Conducted by Wakefield Research on behalf of vFunction, a provider of a platform that automatically converts monolithic applications into microservices, the survey polled developers and architects at organizations with 5,000 or more employees that have been in business for at least 15 years and are maintaining Java applications. The survey found that the primary reasons application modernization projects failed were expectations not being set correctly (43%) and the need for organizational structural changes (37%).
Despite the cost and inherent risks, however, the survey also found a full 92% of respondents planned to or are currently modernizing applications. Nearly two-thirds (62%) said having the right resources and tools is the key to application modernization success.
Well over half of the respondents (58%) also noted that, on average, it takes 16 months to complete these projects, with more than a quarter (27%) noting it takes two years or more. Not surprisingly, a full 97% said they expected someone in their organization would push back on a proposed project.
Application modernization, of course, is something of a catch-all phrase that can involve everything from providing applications with a web frontend to lifting-and-shifting them into the cloud or completely refactoring them to run natively on a cloud platform.
vFunction CEO Moti Rafalin said that regardless of the scope of the initiative, most organizations should first pick these projects based on what makes the most sense for the business. Once identified, it then becomes critical for IT teams to have a deliberate strategy in place to achieve that goal given the high cost of failure, he added.
Organizations would also be well-advised to determine how job roles will evolve, because one of the biggest inhibitors to application modernization is concern over how any job might be impacted, noted Rafalin.
It’s not clear how quickly organizations are opting to modernize existing applications versus replacing them outright. However, as more organizations opt to run applications in the cloud, the level of interest in using microservices to build applications has risen sharply. The goal is to employ microservices to make applications both more resilient and secure. The tradeoff is that microservices-based applications tend to have lots of dependencies that make them more challenging to manage and secure.

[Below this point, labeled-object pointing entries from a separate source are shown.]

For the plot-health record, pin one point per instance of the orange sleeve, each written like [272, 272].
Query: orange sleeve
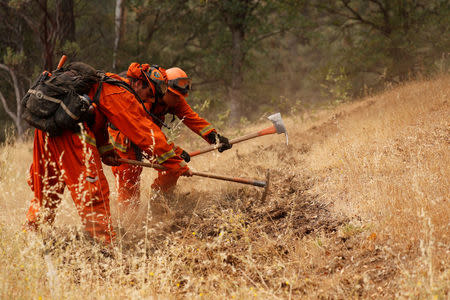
[125, 112]
[191, 119]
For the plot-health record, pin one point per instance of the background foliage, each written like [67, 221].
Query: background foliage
[246, 57]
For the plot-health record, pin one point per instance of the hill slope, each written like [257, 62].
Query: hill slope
[357, 207]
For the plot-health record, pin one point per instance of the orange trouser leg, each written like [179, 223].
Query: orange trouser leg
[128, 178]
[69, 161]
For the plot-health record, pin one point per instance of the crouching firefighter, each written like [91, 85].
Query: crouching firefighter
[113, 101]
[68, 150]
[172, 102]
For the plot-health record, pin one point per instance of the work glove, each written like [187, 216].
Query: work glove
[111, 158]
[214, 138]
[187, 173]
[185, 156]
[225, 143]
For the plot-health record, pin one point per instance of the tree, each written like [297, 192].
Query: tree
[13, 111]
[389, 38]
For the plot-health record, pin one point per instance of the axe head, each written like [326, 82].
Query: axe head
[279, 125]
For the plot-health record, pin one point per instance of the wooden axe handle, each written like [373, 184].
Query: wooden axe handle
[259, 183]
[269, 130]
[141, 163]
[202, 174]
[61, 62]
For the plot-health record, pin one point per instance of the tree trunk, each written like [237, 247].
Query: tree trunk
[17, 115]
[118, 25]
[237, 61]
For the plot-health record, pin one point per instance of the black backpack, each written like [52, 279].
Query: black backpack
[57, 102]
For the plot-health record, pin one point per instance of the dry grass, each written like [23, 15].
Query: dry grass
[357, 208]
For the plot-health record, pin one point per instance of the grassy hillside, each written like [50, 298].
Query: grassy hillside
[357, 207]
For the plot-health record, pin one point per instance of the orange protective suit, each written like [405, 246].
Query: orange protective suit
[128, 176]
[72, 160]
[134, 125]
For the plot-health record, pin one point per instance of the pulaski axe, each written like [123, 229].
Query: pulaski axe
[259, 183]
[277, 127]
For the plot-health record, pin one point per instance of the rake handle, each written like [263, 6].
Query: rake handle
[195, 173]
[269, 130]
[141, 163]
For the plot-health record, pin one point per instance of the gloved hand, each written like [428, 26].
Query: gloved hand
[214, 138]
[185, 156]
[187, 173]
[111, 158]
[225, 143]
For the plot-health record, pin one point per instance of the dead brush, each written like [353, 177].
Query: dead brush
[357, 209]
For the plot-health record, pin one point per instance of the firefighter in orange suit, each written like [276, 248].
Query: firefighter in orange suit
[75, 159]
[173, 102]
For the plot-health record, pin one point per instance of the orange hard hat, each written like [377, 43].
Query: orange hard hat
[179, 81]
[155, 75]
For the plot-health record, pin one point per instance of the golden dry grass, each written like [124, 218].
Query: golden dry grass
[357, 208]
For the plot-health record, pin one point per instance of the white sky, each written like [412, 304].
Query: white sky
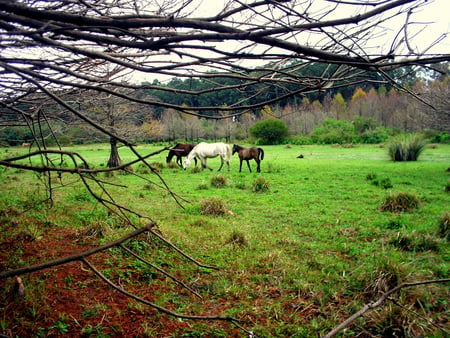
[433, 19]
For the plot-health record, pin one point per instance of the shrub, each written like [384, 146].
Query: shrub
[447, 187]
[260, 184]
[143, 169]
[173, 165]
[444, 226]
[406, 147]
[375, 136]
[269, 131]
[195, 169]
[237, 238]
[414, 242]
[218, 181]
[202, 186]
[332, 131]
[214, 207]
[400, 202]
[384, 182]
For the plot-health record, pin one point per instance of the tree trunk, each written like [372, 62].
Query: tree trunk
[114, 158]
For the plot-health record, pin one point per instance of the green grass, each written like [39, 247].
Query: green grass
[310, 247]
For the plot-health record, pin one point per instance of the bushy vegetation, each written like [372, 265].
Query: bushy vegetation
[333, 131]
[214, 206]
[218, 181]
[269, 131]
[400, 202]
[444, 225]
[260, 184]
[310, 251]
[406, 147]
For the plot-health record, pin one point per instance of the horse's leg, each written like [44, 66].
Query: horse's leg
[248, 165]
[221, 163]
[258, 168]
[204, 164]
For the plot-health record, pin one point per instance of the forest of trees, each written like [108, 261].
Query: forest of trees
[367, 113]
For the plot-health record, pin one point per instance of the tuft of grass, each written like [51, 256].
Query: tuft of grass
[371, 176]
[400, 202]
[260, 184]
[447, 187]
[143, 169]
[406, 147]
[218, 181]
[394, 225]
[415, 242]
[237, 238]
[214, 206]
[385, 183]
[195, 170]
[173, 165]
[202, 186]
[444, 225]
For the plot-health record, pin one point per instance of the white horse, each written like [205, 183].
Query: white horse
[204, 150]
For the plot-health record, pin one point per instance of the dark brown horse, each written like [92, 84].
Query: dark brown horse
[179, 151]
[253, 153]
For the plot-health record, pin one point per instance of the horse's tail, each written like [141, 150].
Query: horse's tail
[261, 153]
[228, 152]
[169, 156]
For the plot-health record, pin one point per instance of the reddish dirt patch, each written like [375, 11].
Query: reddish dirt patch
[70, 300]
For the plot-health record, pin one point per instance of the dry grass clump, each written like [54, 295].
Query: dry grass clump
[400, 202]
[173, 165]
[143, 169]
[214, 206]
[447, 187]
[218, 181]
[260, 184]
[237, 238]
[415, 242]
[406, 147]
[195, 170]
[444, 226]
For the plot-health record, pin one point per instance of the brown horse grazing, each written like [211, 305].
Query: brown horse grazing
[247, 154]
[179, 151]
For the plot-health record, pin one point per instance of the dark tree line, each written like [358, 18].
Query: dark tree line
[53, 54]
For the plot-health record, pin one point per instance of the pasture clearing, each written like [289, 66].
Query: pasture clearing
[295, 260]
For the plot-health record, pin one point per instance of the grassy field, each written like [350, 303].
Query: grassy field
[295, 259]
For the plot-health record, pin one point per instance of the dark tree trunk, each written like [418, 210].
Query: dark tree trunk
[114, 158]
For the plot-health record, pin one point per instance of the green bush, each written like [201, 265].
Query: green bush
[269, 131]
[406, 147]
[400, 202]
[375, 136]
[260, 184]
[332, 131]
[218, 181]
[213, 207]
[444, 226]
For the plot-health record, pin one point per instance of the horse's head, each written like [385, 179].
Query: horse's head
[186, 163]
[235, 149]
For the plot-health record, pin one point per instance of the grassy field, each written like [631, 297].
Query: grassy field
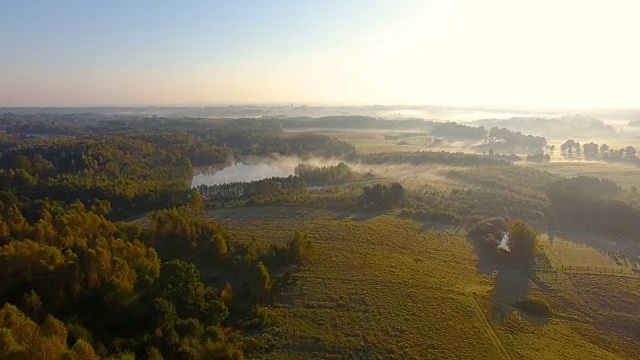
[383, 288]
[373, 141]
[624, 175]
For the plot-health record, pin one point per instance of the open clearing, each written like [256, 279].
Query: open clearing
[624, 175]
[380, 288]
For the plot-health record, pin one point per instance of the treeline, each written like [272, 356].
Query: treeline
[496, 139]
[433, 157]
[76, 285]
[134, 175]
[246, 190]
[241, 136]
[328, 175]
[593, 151]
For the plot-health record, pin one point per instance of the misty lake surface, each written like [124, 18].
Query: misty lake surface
[241, 172]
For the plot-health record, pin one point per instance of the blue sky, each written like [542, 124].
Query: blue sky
[493, 52]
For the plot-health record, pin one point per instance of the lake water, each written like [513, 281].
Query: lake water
[239, 171]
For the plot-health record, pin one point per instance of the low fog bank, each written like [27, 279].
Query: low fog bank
[252, 168]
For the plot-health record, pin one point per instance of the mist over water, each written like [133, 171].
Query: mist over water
[253, 169]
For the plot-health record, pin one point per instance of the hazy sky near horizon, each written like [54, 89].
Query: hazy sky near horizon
[439, 52]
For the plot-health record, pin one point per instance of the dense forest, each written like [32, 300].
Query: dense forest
[106, 252]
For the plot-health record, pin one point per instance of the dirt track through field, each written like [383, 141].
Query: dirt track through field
[487, 325]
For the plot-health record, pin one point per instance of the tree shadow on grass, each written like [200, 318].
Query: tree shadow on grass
[513, 281]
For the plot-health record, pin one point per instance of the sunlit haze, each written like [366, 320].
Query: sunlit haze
[492, 52]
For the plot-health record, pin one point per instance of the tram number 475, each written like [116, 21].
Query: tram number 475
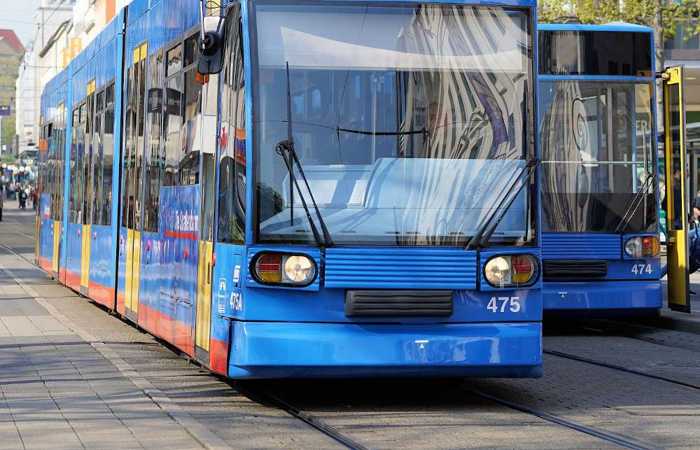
[503, 304]
[641, 269]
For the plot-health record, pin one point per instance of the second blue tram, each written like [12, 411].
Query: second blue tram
[597, 126]
[354, 194]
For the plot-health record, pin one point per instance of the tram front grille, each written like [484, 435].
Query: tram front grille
[574, 270]
[403, 303]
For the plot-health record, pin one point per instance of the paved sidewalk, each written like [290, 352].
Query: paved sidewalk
[72, 376]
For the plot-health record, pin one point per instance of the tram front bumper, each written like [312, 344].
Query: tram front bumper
[301, 350]
[602, 295]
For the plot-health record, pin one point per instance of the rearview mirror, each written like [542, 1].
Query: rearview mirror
[211, 43]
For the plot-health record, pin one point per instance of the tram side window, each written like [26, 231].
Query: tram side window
[131, 212]
[232, 169]
[45, 185]
[189, 157]
[108, 155]
[76, 167]
[173, 114]
[140, 138]
[154, 155]
[127, 156]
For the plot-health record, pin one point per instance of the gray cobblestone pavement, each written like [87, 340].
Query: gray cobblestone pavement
[74, 376]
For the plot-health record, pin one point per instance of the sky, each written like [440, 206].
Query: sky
[18, 15]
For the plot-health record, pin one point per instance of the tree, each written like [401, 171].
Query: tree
[666, 16]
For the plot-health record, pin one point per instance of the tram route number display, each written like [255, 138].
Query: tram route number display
[641, 269]
[503, 304]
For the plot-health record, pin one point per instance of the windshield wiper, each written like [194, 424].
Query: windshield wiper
[381, 133]
[487, 228]
[634, 205]
[288, 153]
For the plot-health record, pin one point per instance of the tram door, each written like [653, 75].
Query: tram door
[131, 188]
[676, 195]
[202, 332]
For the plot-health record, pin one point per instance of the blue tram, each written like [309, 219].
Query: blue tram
[353, 194]
[600, 174]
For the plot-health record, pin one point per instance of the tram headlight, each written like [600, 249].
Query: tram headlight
[283, 269]
[642, 246]
[299, 269]
[511, 270]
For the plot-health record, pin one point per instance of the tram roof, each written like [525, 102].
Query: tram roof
[614, 26]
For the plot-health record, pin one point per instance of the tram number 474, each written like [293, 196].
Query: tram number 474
[503, 304]
[641, 269]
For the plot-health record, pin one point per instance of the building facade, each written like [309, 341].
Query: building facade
[11, 51]
[44, 58]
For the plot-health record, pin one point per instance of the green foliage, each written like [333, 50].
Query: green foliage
[666, 16]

Regardless of approach, it’s more a question of when an application will be modernized or retired versus if. The level of technical debt that accrues over time for each application eventually becomes unsustainable. The issue, of course, is that most organizations don’t have the resources required to modernize every application at once, so it may take a decade or more to work through an entire application portfolio—even as that portfolio continues to grow. In fact, as technologies continue to evolve, it may turn out that application modernization is not a task to be completed as much as it is a permanent state of IT affairs.